Non comprendevo la contiguità di Kundera con l’ultimo ultra-metafisico Heidegger finché non ho letto i versi del poeta ceco Jan Skácel citato da Kundera: “I poeti non inventano le poesie / la poesia è in qualche posto là dietro / è là da moltissimo tempo / il poeta non fa che scoprirla”. Straordinario che questa concezione della poesia e del poeta sia la stessa di Osip Ėmil’evič Mandel’štam nel racconto straordinario e straordinariamente doloroso che ne fa la moglie Nadezda nel memoir “Speranza contro speranza”. (Ne riparleremo. Del libro e della signora Mandel’štam). Il poeta, come il romanziere, non devono inventare: a loro il compito (il dono) di scoprire. A Mandel’štam le parole della poesia risuonavano nella mente. Gli arrivavano, lui doveva semplicemente ricordarle. In età staliniana era meglio ricordare invece di lasciare traccia scritta. Del resto, pare sapesse tutta la Commedia di Dante a memoria.

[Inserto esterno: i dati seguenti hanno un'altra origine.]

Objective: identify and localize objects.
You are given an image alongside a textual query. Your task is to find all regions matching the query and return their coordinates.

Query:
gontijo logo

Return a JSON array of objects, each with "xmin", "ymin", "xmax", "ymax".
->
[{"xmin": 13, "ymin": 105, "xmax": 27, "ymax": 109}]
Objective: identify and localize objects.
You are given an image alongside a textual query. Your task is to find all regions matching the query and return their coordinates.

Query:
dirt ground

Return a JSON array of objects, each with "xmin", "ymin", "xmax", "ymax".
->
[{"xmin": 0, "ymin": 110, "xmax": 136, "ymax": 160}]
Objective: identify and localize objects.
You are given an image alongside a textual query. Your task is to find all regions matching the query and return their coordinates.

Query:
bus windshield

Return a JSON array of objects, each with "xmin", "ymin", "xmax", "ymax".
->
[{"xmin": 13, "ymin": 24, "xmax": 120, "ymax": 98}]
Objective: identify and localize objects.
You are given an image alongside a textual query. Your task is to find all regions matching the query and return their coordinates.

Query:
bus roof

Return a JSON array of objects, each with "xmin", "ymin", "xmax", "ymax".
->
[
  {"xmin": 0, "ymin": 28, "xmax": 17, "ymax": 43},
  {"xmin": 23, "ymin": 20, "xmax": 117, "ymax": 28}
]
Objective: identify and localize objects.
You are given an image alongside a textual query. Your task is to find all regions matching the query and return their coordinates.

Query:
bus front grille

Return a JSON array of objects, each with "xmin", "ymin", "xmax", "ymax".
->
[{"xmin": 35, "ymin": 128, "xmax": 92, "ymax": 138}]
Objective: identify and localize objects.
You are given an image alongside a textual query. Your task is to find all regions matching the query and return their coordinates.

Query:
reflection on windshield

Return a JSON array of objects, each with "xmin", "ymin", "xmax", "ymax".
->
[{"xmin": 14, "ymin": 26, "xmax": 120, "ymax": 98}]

Non amo Kundera narratore. Ho invece un debito di riconoscenza con il saggista politico. Rammenta a tutti noi europei l’immeritata fortuna di nascere e di vivere dalla parte giusta al di qua del muro. Quella in cui nonostante tutto puoi pensare ciò che vuoi. E dirlo persino. Non è poco. Ma come sempre, ad averle sottomano gratis anche le cose più preziose finiscono con l’essere considerate ovvie e scontate. Gli ucraini sotto le bombe da un anno e le donne iraniane che si fanno ammazzare perché vogliono vivere come noi, potrebbero rammentarcelo se solo avessimo voglia di porci il problema. “Uno degli sbagli dell’Europa”, conclude Kundera, “E’ non aver mai capito l’arte più europea, il romanzo; nè il suo spirito, né le sue immense conoscenze e scoperte, né l’autonomia della sua storia”. Temo che oltre all’idea di romanzo l’Europa abbia smarrito anche l’idea di libertà.